If you don't mind me asking, what kind of workload requires this kind of "high-availability shenanigans". Sounds fascinating.

dinosaurdynasty · on Oct 27, 2022

9-1-1 callcenters often do, some use specialized server hardware that can in <1ms switch from one motherboard/CPU to another when it fails.

Apparently there are some workloads in finance that use similar hardware.

ale42 · on Oct 27, 2022

> Apparently there are some workloads in finance that use similar hardware.

Not surprising, I've heard from someone who worked at a financial institution doing high-speed trading that basically every ms counts for them.

touisteur · on Oct 27, 2022

Every microsecond, and HFT people rent datacenter space the closest possible to physical exchanges... When speed of light is your main concern, maybe the Linux kernel is not your friend anymore (although dpdk can help here). I'm happy people keep pushing the kernel so hard, and still try to keep the kernel generic and composable, so we can profit from this huge, amazing work.

touisteur · on Oct 27, 2022

Often times it's mission critical systems where latency is key, for many reasons:

- you have a human in the loop to take a split second decision, every millisecond counts

- you have a very short time to perform 'looped' operations - where the result of one measurement must be taken into account to effect the next measurement (adaptive optics, some radar systems, some mechanical control loops) and you can't wait.

You'd think 'oh but you got more than 1 ms for that' Well not always since one must take into account the time to detect the failure, and the time to switch other parts of the system (which sometimes must be done in sequence with the connection takeover).

I'd say 'forget tcp' there but we don't always get to decide the comm layer...

hamandcheese · on Oct 27, 2022

If RDS could fail over in 1ms I would be extremely happy.
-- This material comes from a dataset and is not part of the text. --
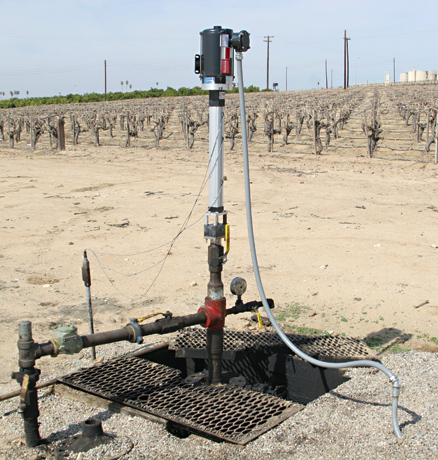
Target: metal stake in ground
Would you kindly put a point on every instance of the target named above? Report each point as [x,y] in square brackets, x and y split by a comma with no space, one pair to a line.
[86,277]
In practice, a few minutes of downtime for things like DB upgrades is usually acceptable in the business I am in, however this is enough time to cause quite a lot of alerting noise.

If the window of unavailability was instead 1ms, there would be dramatically less noise, potentially none.

u8080 · on Oct 27, 2022

Such redundance shenanigans used in Cellular networks, single node could handle thousands calls at the same time.

remram · on Oct 26, 2022

How do you know about the other machine's outgoing connections in real-time?

touisteur · on Oct 27, 2022

You capture and stream the state of the connection as often and fast as you can. Ideally the tcp state would be streamed in the same operation as checkpointing, still in io_uring.